Alongside enabling S-Oil’s goal of operating more efficiently by recovering and recycling waste heat from the steam cracker and improving Ulsan’s overall energy efficiency, the new Shaheen cracker’s use of TC2C technology also provides potential for reducing carbon emissions at the site while supporting a stable supply of petrochemical feedstock.

Upon completing Shaheen, S-Oil said its volume-based chemical yield will more than double to 25% from 12%.

S-Oil confirmed awarding a contract for engineering, procurement, and construction to a consortium of Hyundai Engineering & Construction Co. Ltd., Hyundai Engineering Co., and Lotte Engineering & Construction Co. Ltd.

Shaheen comes as the second-phase petrochemical expansion at the Ulsan complex, the first phase of which was completed in 2018 and fully commissioned in 2019 at a total investment of $4 billion.


First LNG cargo arrives at Germany’s terminal in Wilhelmshaven

Uniper SE brought Germany’s first full load of LNG to the new Uniper-operated, 7-8 billion cu m/year (bcmy) LNG terminal in Wilhelmshaven (OGJ Online, Mar. 2, 2022). The Maria Energy LNG vessel, owned by Tsakos Energy Navigation, was loaded at Venture Global LLC’s 10-million tonne/year Calcasieu Pass liquefaction plant in Cameron Parish, Louisiana, on Dec. 19, 2022.

The Maria Energy is fully charged with some 170,000 cu m of LNG.

The cargo is part of the commissioning process at the Wilhelmshaven terminal. Commercial operations are expected to start in mid-January 2023. Through the Höegh Esperanza floating storage and regasification unit, about 5 bcmy of natural gas can be offloaded in Germany.

Gazprom starts 1.8-tcm Kovyktinskoye natural gas field, Power of Siberia leg

PJSC Gazprom has started natural gas production from 1.8-trillion cu m Kovyktinskoye field and placed the 804-km Koykta-Chayanda leg of the Power of Siberia pipeline into service, Russian-state Interfax reported. Production from Kovyktinskoye will be transported on Power of Siberia to both Russian consumers and China.

Drilling of production wells at the field started in July 2019, according to Interfax, with startup and commissioning of the associated comprehensive gas-treatment unit (CGTU-2) following in October 2022. Gazprom had drilled four exploratory wells at Kovyktinskoye the year before and acquired 3D seismic data across 2,460 sq km of the field.

The company plans to bring several more CGTU online in its efforts to produce 27 billion cu m/year from Kovyktinskoye, the press agency said.
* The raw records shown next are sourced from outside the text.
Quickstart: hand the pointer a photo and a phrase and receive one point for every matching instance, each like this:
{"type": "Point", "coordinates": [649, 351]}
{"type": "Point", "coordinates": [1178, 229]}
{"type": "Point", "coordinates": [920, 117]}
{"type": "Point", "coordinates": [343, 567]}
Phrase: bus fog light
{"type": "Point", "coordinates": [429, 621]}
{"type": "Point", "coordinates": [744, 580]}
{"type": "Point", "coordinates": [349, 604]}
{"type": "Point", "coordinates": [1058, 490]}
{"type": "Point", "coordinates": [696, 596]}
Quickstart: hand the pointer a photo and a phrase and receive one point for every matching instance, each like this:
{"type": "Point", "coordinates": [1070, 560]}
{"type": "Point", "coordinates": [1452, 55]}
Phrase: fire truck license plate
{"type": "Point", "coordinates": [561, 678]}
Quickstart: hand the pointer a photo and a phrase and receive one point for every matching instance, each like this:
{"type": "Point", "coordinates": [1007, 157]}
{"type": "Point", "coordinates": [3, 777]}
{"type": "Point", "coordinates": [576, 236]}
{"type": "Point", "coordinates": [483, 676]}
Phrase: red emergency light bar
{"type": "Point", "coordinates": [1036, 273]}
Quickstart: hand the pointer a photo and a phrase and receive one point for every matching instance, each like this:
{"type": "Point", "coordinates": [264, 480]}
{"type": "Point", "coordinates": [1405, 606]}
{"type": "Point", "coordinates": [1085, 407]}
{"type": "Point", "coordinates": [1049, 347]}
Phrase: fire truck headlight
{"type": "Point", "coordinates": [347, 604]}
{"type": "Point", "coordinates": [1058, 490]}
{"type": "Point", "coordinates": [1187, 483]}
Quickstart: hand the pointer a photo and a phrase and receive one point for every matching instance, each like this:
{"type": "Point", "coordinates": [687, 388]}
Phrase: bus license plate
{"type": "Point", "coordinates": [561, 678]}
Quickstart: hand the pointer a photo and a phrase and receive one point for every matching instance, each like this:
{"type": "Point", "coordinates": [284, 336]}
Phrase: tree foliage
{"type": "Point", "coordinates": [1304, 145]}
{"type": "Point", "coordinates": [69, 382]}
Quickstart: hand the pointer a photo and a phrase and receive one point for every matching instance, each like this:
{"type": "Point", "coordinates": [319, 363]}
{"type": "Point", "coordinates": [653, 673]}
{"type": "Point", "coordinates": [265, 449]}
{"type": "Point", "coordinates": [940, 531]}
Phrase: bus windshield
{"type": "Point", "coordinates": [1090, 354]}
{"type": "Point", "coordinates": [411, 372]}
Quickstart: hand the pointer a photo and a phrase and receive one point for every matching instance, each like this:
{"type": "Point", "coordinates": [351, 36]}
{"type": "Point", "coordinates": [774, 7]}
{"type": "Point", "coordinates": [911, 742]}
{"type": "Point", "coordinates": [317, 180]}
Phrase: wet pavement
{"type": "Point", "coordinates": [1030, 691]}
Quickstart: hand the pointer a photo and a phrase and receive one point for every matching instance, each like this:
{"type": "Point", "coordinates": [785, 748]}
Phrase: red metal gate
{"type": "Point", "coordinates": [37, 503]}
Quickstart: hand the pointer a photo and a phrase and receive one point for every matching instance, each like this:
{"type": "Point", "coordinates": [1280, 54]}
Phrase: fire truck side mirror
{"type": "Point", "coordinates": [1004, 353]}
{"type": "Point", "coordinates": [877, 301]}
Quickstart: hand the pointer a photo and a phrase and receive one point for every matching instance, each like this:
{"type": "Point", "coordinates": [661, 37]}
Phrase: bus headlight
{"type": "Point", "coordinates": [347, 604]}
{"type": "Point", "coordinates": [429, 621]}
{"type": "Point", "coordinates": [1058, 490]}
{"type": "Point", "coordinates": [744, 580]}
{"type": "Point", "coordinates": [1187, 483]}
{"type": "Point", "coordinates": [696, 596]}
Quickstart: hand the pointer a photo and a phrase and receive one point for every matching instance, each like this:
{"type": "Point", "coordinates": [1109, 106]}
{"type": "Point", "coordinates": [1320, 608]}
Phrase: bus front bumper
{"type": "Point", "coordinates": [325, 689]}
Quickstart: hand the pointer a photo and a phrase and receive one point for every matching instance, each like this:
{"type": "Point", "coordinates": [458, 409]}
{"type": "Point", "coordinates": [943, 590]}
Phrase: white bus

“The launch of [Kovyktinskoye] field, including CGTU-2 and the Kovykta-Chayanda section, will promote the development of gas supplies to the eastern regions of Russia and the reliable fulfillment of obligations for the supply of Russian gas via the Eastern Route for export to China,” Interfax concluded.

ONEOK files for Saguaro Connector natural gas pipeline border crossing

ONEOK Inc. has filed a Presidential Permit application with the US Federal Energy Regulatory Commission for its Saguaro Connector natural gas pipeline subsidiary to build and operate a new border crossing into Mexico from Hudspeth County, Tex.

The proposed 2.8-bcfd Saguaro Connector would use 155 miles of 48-in. OD pipe to transport Permian basin gas carried by ONEOKs existing 777-MMcfd WesTex intrastate pipeline and other sources to Mexico. A pipeline being developed on the Mexican side of the border will carry the gas to the west coast for liquefaction and export.

ONEOK expects to take final investment decision on Saguaro Connector by mid-2023.

Targa Resources to pay $1 billion to own 100% interest in Grand Prix NGL pipeline

Targa Resources Corp., Houston, has agreed to acquire Blackstone Energy Partners’ 25% interest in Targa’s Grand Prix NGL pipeline for $1.05 billion. Targa will own 100% of Grand Prix upon closing, which is expected in this year’s first quarter.

Grand Prix has capacity to transport up to 1 million b/d of NGL to the Mont Belvieu, Tex. hub. It connects Targa’s gathering and processing positions in the Permian basin, North Texas, and Southern Oklahoma to Targa’s fractionation and storage complex at Mont Belvieu.